/ Power Tools

Comparing mailbox folders in Python

I recently moved email hosts and needed to copy over a large folder of archived messages. Since I had both my old account and new account in Mail.app, I did the naive “Copy to…” command from a mass selection of messages in the old archive folder. It actually went well, but the count of the new archive folder was off by five.

One option to get these folders in sync is to delete the messages from the new archive folder and try again, but there was no guarantee that they would all transfer if given a second chance.

Another option is to use some simple Python code to print out the subjects of the missing messages, since Mail.app can export a standard mbox file and Python has a mailbox module that can read that file format.

To start, I exported the mailboxes by right-clicking on both mailbox folders and choosing “Export Mailbox”. Then I opened the Python REPL and started noodling around.

import mailbox

# Open the mbox files (relative to your present working directory)
# Note, Mail.app actually exports a mbox folder that contains an mbox file
mbox1 = mailbox.mbox('Old-Archive.mbox/mbox')
mbox2 = mailbox.mbox('New-Archive.mbox/mbox')

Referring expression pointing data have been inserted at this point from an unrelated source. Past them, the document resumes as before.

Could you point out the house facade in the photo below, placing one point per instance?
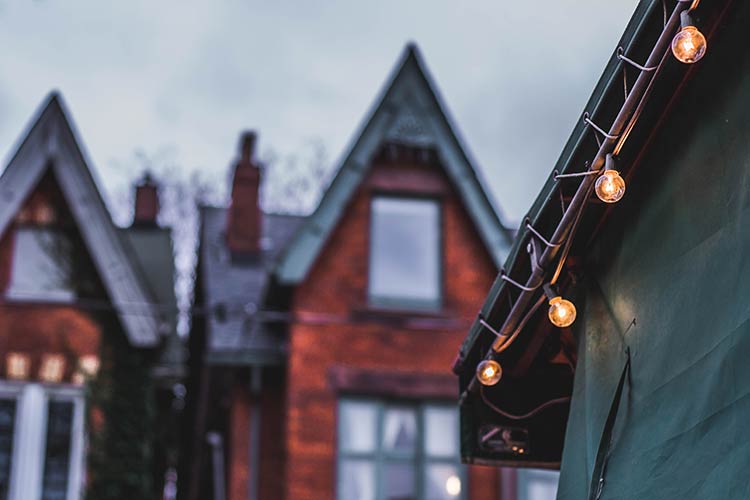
(644, 394)
(321, 345)
(83, 301)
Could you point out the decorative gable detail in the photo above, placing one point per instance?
(411, 113)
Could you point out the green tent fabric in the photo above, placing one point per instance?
(667, 279)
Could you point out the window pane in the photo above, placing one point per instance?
(57, 454)
(537, 484)
(40, 266)
(357, 426)
(398, 481)
(400, 430)
(405, 252)
(443, 482)
(7, 425)
(441, 431)
(356, 480)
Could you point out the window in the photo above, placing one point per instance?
(405, 253)
(40, 268)
(537, 484)
(41, 442)
(393, 451)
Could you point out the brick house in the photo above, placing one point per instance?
(74, 288)
(321, 346)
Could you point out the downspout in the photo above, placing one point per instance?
(217, 464)
(256, 385)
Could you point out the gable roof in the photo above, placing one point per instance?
(409, 111)
(51, 143)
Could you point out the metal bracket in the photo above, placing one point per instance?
(621, 56)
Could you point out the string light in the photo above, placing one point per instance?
(562, 312)
(489, 372)
(610, 187)
(689, 44)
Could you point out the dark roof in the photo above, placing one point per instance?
(234, 290)
(411, 112)
(152, 249)
(51, 144)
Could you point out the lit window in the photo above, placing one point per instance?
(41, 442)
(405, 253)
(88, 367)
(40, 268)
(17, 366)
(537, 484)
(393, 451)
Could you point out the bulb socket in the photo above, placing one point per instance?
(609, 163)
(686, 19)
(549, 291)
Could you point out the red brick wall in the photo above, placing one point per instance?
(345, 333)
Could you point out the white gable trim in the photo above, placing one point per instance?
(51, 142)
(409, 92)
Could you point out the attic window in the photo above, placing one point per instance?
(40, 268)
(405, 253)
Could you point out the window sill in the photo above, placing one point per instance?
(382, 310)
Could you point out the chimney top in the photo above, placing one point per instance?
(146, 201)
(247, 146)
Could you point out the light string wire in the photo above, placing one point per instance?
(629, 123)
(526, 415)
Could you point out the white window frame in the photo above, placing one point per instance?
(379, 457)
(30, 434)
(390, 300)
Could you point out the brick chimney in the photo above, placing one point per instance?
(146, 201)
(244, 217)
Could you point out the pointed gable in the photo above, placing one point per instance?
(51, 144)
(409, 112)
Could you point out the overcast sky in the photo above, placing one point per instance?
(179, 80)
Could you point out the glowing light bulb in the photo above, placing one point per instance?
(489, 372)
(453, 486)
(689, 44)
(562, 312)
(610, 187)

# Use something like `subject` to unique the messages
# or they will all be unique.
def subjects(mbox):
	subjects = []
	for message in mbox:
		subjects.append(message['subject'])
	return subjects

old_subjects = subjects(mbox1)
new_subjects = subjects(mbox2)

# Throw away dups within a mailbox
# and remove all `new_subjects` from the `old_subjects` set
diff = list(set(old_subjects) - set(new_subjects))

# Just the unsynced subjects are left
for subject in diff:
	print subject

It could be optimized and generalized, but that could lead down a rabbit hole (Relevant XKCD). It worked well for my needs and spit out the subjects of the five missing messages.